Monday, Mar. 01, 1971
College Without a Campus
The pitch sounds like something from a matchbook cover: "Earn a degree at home in your spare time." The degree, however, is perfectly valid. The institution making the offer, which will take effect next winter, is no instant-diploma mill but the prestigious State University of New York.
Two new programs, announced last week by the university and the New York State Board of Regents, are designed to allow students with high school diplomas to get a college degree without ever going to a campus for more than placement or counseling. Initially, at least 500 students will be enrolled in a new S.U.N.Y. "nonresidential college" with administrative headquarters in the Albany area. Paying fees of slightly less than $20 per credit hour, they will be allowed to take courses at any of the university's 70 campuses across the state. If they prefer, they will do some or all of their work independently at home with mail correspondence courses, TV lectures and cassettes. To keep the program from turning into what one educator calls a way "to beat the draft by watching TV," students will have to appear at designated "learning centers" for tutoring sessions with faculty mentors--as often as once a month for beginners, perhaps no more than once a year for advanced scholars. Another program will grant degrees to students who learn completely on their own through reading, practical experience or company training. By passing a new set of college equivalency exams at a time of their own choosing, they will be able to qualify for either a two-year A.A. (Associate in Arts) degree or a four-year B.A., in theory without once seeing a teacher.

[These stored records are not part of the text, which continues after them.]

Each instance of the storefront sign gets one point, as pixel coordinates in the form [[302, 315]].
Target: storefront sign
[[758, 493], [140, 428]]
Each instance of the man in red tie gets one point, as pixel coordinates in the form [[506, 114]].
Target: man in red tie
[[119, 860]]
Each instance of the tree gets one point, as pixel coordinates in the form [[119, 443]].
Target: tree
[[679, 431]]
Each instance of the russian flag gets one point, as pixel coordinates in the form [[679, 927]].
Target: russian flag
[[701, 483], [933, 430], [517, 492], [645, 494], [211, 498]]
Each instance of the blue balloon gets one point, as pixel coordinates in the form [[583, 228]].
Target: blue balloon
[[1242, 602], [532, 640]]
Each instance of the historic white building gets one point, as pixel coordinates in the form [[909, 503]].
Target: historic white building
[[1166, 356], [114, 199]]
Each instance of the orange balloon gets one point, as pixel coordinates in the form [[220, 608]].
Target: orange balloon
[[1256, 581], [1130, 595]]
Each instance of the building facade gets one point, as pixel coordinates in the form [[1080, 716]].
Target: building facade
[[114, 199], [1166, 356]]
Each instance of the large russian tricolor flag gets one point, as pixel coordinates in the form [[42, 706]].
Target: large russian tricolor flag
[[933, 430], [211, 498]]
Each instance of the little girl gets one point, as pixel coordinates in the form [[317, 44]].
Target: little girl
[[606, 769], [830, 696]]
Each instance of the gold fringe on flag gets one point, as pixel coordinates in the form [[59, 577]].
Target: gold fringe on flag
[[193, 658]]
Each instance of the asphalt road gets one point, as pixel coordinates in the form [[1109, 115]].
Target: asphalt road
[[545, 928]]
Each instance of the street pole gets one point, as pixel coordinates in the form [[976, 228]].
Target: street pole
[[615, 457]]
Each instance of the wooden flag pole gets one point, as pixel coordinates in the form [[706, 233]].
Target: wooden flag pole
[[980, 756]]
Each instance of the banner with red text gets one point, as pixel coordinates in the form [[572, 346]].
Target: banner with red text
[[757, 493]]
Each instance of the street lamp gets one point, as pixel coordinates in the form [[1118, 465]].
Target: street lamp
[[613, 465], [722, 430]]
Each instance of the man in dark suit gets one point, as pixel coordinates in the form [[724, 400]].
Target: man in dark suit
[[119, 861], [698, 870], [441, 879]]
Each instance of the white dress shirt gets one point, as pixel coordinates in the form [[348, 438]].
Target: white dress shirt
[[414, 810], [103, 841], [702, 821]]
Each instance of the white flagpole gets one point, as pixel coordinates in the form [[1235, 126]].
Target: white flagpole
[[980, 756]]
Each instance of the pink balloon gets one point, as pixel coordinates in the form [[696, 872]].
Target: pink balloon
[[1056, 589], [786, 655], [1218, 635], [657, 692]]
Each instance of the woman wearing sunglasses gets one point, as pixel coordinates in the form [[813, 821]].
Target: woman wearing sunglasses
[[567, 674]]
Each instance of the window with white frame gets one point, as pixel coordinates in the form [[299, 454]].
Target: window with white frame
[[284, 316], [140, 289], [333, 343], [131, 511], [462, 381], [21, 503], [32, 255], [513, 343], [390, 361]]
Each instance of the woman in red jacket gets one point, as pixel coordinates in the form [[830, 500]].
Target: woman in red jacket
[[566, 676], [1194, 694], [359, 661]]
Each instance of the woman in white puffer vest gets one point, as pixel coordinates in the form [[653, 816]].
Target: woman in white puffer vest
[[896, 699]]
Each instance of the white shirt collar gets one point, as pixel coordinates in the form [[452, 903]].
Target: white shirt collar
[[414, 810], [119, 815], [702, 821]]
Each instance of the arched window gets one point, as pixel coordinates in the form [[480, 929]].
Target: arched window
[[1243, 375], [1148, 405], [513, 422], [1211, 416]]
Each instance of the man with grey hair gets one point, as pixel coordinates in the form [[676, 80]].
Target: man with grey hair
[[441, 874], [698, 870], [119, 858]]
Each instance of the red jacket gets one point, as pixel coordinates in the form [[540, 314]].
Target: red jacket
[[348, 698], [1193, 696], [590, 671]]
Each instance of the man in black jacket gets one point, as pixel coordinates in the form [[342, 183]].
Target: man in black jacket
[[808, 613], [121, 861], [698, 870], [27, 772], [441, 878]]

Successful Experience. Although a departure from the traditional notion that students need affiliation with a specific campus, S.U.N.Y.'s program is a logical extension of the various independent study programs that have been set up recently at many American colleges (TIME, Jan. 18). The planners were encouraged by the success of the armed forces correspondence courses, which are run in cooperation with scores of U.S. universities. Specifically, S.U.N.Y. and officials of the Ford Foundation and Carnegie Corporation, which are financing the projects' first years with $1,800,000 of planning money, point to the successful experience of the University of London. Since 1858, it has given a degree to anyone who can pass its stiff exams, whether or not the student has been in residency or attended classes.
Off-campus study, S.U.N.Y. believes, should provide the advantages of higher learning to countless adults who might otherwise have no chance for a degree. These might include, for example, homebound housewives, deskbound businessmen and thousands of students too poor to afford living on campus. More important, perhaps, the newest "university without walls" will allow S.U.N.Y. to absorb many more students without erecting and maintaining expensive physical facilities. By 1974, the university expects 10,000 students in its un-campused college. By then, planners estimate that economies made possible by the new program should reduce the total yearly cost of educating an off-campus student by half, from $2,300 to $1,150.